African Journal of
Business Management

  • Abbreviation: Afr. J. Bus. Manage.
  • Language: English
  • ISSN: 1993-8233
  • DOI: 10.5897/AJBM
  • Start Year: 2007
  • Published Articles: 4188

Full Length Research Paper

Moral imagination and management decision-making: An empirical study

Sobia Mahmood* and Bakhtiar Ali
Department of Management Sciences, Shaheed Zulfiqar Ali Bhutto Institute of Science and Technology (SZABIST), Islamabad, Pakistan.
Email: [email protected]

  •  Accepted: 08 December 2010
  •  Published: 18 February 2011

Abstract

Moral imagination is the mental ability to create or use ideas, images, discern moral aspects implanted within a situation and develop a range of possible solutions of the situation from a moral point of view. In this research, management decision makers were taken into consideration to dig out the factors that are affecting the decision-making process of management. Business industry has witnessed good and bad business leaders, those who have taken good moral decisions that result in mutual benefit to the company and wider society and those who have taken bad moral decisions that result in wider damage to the society, as well as to the business. Mostly, managers lack the ability to imagine a range of possible issues, consequences and solutions. So just because of their shorter insight and limited conceptual schema, they make wrong moral decisions which later give undesirable impacts to society and business as well. To analyse the complex relationship between the variables, Structure Equation Modelling (SEM) methodology was used. The data collected from 113 respondents in Pakistan were used to test the model by using LISREL 8.80. The model suggested that mutually beneficial decision-making is directly associated with moral imagination, whereas it is not mutually associated with demographic imagination; and on the other hand, moral imagination is significantly associated with empathy, dogmatism and egotism.
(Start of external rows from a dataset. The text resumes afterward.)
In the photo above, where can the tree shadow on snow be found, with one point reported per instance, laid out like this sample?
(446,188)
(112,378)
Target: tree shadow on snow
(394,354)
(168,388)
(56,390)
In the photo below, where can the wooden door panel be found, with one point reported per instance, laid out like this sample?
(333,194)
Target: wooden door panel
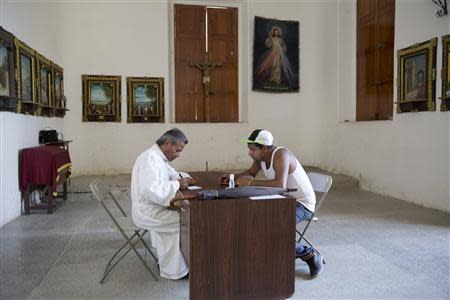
(375,59)
(190,39)
(189,48)
(190,108)
(222,108)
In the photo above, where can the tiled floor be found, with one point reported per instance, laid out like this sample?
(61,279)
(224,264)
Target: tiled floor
(375,246)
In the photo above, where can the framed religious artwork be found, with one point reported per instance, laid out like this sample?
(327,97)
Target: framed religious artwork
(276,55)
(25,78)
(101,98)
(445,73)
(58,90)
(44,86)
(417,77)
(8,100)
(145,100)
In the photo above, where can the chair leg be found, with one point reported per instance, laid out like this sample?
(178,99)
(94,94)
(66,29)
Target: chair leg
(315,249)
(131,245)
(142,260)
(109,265)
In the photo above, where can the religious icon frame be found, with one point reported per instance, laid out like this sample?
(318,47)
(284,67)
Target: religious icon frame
(44,81)
(8,96)
(416,77)
(276,63)
(145,99)
(28,104)
(59,100)
(101,98)
(445,73)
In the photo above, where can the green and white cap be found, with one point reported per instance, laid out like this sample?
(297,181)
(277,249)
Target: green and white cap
(260,136)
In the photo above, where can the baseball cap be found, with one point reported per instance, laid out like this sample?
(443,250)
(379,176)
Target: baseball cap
(260,136)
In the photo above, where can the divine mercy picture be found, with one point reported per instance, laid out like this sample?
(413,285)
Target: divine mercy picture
(276,55)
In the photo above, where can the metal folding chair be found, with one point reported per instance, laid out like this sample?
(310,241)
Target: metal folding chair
(124,224)
(321,184)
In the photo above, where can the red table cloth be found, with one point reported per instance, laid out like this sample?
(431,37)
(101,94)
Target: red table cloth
(41,165)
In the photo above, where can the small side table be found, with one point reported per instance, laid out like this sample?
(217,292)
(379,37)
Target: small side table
(46,166)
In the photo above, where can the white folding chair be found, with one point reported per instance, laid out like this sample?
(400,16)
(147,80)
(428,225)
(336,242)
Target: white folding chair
(124,224)
(321,184)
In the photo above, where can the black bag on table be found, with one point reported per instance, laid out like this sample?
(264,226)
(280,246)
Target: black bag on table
(48,136)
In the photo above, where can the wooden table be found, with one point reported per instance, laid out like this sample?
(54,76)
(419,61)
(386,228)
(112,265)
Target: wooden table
(43,167)
(238,248)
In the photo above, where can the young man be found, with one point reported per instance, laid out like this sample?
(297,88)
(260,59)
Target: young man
(282,169)
(153,184)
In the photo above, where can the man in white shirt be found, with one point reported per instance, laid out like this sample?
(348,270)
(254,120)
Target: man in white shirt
(153,184)
(282,169)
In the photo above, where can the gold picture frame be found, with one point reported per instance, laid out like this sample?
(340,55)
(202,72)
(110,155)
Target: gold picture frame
(445,73)
(145,99)
(59,100)
(25,78)
(101,98)
(44,86)
(8,99)
(416,81)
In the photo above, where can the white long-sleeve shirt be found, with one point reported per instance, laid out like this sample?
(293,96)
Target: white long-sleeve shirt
(153,184)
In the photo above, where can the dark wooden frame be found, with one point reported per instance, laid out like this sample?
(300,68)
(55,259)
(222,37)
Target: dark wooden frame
(427,48)
(99,116)
(9,102)
(59,102)
(143,117)
(46,110)
(288,33)
(26,106)
(445,96)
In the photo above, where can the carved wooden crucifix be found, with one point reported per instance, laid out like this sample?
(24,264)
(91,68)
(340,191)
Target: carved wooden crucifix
(205,67)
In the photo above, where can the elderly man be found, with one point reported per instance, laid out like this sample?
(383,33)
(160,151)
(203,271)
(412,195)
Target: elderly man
(282,169)
(153,184)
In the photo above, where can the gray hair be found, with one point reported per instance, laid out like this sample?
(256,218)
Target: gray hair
(173,135)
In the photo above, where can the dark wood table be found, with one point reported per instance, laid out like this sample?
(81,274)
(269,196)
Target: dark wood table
(238,248)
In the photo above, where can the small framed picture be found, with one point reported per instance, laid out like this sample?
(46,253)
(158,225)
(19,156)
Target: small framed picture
(417,77)
(145,99)
(445,74)
(25,75)
(44,85)
(58,86)
(8,101)
(101,98)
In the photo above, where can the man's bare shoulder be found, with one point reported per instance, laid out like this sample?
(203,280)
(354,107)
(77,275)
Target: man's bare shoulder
(283,153)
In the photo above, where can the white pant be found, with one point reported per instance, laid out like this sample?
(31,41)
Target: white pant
(171,261)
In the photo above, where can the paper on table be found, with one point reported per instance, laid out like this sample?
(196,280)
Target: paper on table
(194,187)
(267,197)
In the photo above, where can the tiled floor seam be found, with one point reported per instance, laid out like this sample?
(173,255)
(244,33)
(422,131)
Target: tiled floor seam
(62,253)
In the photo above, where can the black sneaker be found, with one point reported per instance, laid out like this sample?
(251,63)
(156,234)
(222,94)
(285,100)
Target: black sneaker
(315,264)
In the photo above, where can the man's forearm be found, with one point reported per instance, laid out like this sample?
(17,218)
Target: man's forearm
(270,183)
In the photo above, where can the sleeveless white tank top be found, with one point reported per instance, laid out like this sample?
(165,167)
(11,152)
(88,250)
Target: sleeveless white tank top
(297,179)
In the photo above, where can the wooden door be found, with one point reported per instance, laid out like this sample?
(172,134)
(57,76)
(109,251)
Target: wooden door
(198,42)
(375,59)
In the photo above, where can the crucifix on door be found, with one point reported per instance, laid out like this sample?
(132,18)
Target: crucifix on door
(206,66)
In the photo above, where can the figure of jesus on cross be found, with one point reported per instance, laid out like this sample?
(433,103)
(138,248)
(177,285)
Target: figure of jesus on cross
(206,68)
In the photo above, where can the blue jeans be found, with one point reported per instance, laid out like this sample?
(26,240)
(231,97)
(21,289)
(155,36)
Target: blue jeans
(302,214)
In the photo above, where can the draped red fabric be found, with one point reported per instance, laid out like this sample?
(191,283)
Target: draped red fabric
(39,165)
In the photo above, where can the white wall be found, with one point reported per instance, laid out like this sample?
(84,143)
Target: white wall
(37,25)
(138,45)
(407,157)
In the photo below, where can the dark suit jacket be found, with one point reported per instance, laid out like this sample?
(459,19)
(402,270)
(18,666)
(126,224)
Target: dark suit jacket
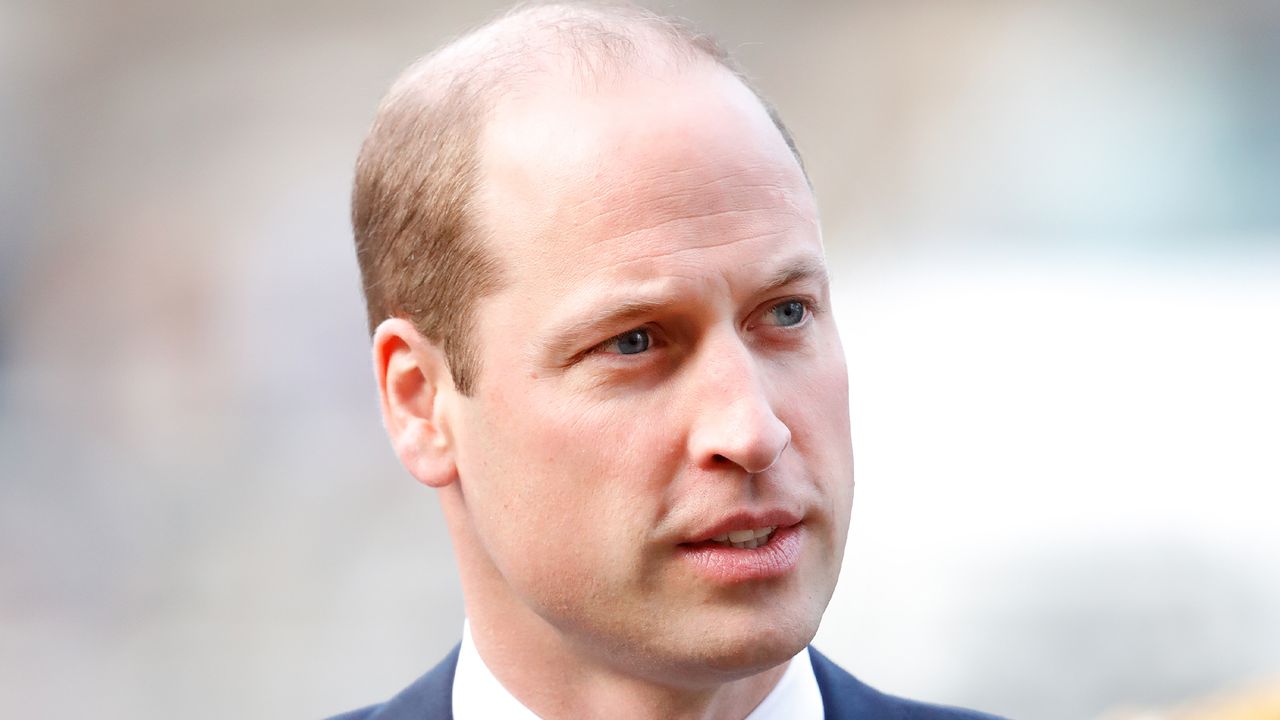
(844,697)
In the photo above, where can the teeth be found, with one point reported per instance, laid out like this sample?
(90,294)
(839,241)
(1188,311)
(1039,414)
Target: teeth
(746,540)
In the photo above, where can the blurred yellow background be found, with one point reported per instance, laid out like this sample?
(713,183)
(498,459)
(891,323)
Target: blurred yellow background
(1055,240)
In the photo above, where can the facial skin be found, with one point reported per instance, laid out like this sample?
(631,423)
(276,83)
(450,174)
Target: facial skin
(662,361)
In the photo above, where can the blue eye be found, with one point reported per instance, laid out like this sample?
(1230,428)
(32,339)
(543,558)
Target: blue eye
(630,342)
(789,313)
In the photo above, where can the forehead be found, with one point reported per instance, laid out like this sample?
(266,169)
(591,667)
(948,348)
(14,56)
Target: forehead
(656,177)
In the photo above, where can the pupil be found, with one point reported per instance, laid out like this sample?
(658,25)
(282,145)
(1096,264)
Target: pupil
(789,313)
(634,341)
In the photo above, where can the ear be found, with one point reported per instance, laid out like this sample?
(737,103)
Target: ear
(416,391)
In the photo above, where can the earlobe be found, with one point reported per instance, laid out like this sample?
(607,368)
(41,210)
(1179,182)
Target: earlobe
(415,386)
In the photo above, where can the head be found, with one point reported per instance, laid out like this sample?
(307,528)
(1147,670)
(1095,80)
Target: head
(611,342)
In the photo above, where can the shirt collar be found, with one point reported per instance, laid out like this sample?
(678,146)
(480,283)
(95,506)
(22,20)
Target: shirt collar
(479,696)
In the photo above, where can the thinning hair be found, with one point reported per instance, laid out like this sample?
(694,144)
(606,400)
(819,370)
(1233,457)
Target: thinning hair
(421,247)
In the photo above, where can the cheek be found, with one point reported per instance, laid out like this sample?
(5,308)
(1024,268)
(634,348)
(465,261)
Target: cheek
(581,475)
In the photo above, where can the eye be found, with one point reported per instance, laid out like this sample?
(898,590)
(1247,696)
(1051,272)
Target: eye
(630,342)
(787,313)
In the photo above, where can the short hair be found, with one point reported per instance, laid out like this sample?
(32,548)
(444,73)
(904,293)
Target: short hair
(420,244)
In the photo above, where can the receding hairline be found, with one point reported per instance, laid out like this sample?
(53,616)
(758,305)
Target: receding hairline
(421,241)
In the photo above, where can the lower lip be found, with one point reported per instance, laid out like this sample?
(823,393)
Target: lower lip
(727,564)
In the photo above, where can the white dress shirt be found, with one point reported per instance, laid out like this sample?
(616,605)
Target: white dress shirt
(479,696)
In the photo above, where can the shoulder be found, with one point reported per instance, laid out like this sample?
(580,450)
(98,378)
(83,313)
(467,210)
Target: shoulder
(430,697)
(845,696)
However, mutual benefit is significantly associated with discerning moral issues and developing alternatives.

Key words: Moral imagination, discerning moral issues, developing alternatives, mutual benefit, empathy, dogmatism, egotism, social corporate responsibility (CSR), non-government organization (NGO), structural equation modeling (SEM), goodness-of-fit index (GFI), adjusted goodness-of-fit index (AGFI), non-normed fit index (NNFI), root mean square residual (RMSR), comparative fit index (CFI), root mean square error of approximation (RMSEA).